3. Ruisreductie: Pas indien nodig geluidsreductie toe, vooral als u significante blootstellingsaanpassingen hebt aangebracht.
4. Voor/na vergelijking: Gebruik de "\" -toets om te schakelen tussen de vóór en na weergaven om uw voortgang te beoordelen en zorg ervoor dat u niet te veel bewerkt bent.
5. Opslaan en exporteren: Bewaar uw wijzigingen en exporteer de afbeelding in uw gewenste indeling (JPEG, TIFF, enz.).

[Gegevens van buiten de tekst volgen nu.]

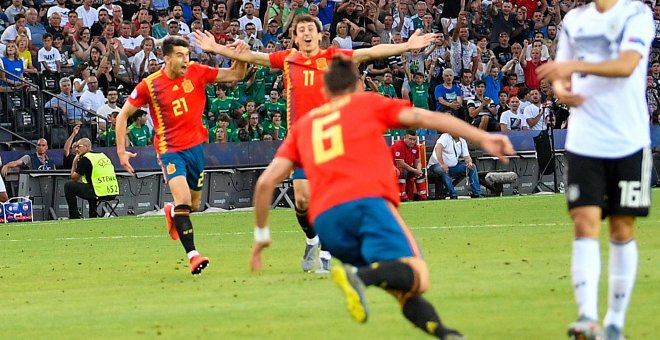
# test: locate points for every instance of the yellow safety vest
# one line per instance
(104, 180)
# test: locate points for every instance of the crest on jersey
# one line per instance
(187, 86)
(321, 64)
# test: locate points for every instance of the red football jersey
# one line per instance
(341, 147)
(401, 151)
(303, 79)
(176, 106)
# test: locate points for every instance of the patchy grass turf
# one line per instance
(499, 268)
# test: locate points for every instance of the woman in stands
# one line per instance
(12, 63)
(24, 54)
(81, 46)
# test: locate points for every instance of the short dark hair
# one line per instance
(306, 18)
(170, 42)
(341, 76)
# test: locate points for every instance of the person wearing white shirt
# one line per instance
(534, 113)
(62, 10)
(600, 72)
(250, 18)
(512, 119)
(88, 14)
(451, 158)
(93, 98)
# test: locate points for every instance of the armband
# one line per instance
(261, 234)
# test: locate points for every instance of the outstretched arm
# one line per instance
(496, 145)
(416, 41)
(206, 42)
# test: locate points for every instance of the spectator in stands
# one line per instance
(19, 28)
(54, 24)
(14, 10)
(66, 102)
(138, 132)
(49, 57)
(92, 177)
(11, 63)
(61, 9)
(450, 159)
(448, 95)
(88, 14)
(274, 127)
(482, 109)
(92, 99)
(408, 166)
(463, 52)
(36, 28)
(140, 63)
(3, 189)
(36, 161)
(512, 119)
(535, 113)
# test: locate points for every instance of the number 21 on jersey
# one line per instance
(179, 106)
(327, 130)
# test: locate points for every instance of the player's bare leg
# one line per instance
(623, 261)
(184, 202)
(406, 279)
(585, 270)
(311, 255)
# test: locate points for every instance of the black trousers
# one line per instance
(72, 190)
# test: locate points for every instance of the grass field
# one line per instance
(499, 270)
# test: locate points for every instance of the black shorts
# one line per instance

Belangrijkste principes voor het natuurlijk uitziende portret retoucheren:
* subtiliteit is van het grootste belang: Vermijd overdreven bewerken. Het doel is om het portret te verbeteren, geen volledig kunstmatig beeld te creëren.
* Bouw aanpassingen geleidelijk op: Gebruik lage stroom- en dichtheidsinstellingen en breng meerdere slagen toe in plaats van één zware slag.
* Textuur behouden: Vermijd de huidtextuur volledig glad te maken. Laat enkele onvolkomenheden achter om het portret er natuurlijk uit te laten zien.
* Let op voor detail: Zoom in en verfijnen zorgvuldig uw penseelstreken, vooral rond randen en fijne details.
* Gebruik een lichte hand met duidelijkheid en scherpte: Dit zijn krachtige tools, maar ze kunnen gemakkelijk onnatuurlijk ogende resultaten opleveren als ze te veel worden gebruikt.
* Gebruik meerdere borstels met verschillende instellingen: Dit zorgt voor meer gerichte en precieze aanpassingen.
* Stap weg en kom terug: Neem pauzes tijdens het retoucheren. Het is gemakkelijk om perspectief te verliezen als je lange tijd naar hetzelfde beeld staart.
Door deze stappen te volgen en regelmatig te oefenen, kunt u prachtige en natuurlijk ogende portret retouches bereiken met behulp van de aanpassingsborstel en spotverwijderingsgereedschap in Lightroom. Succes!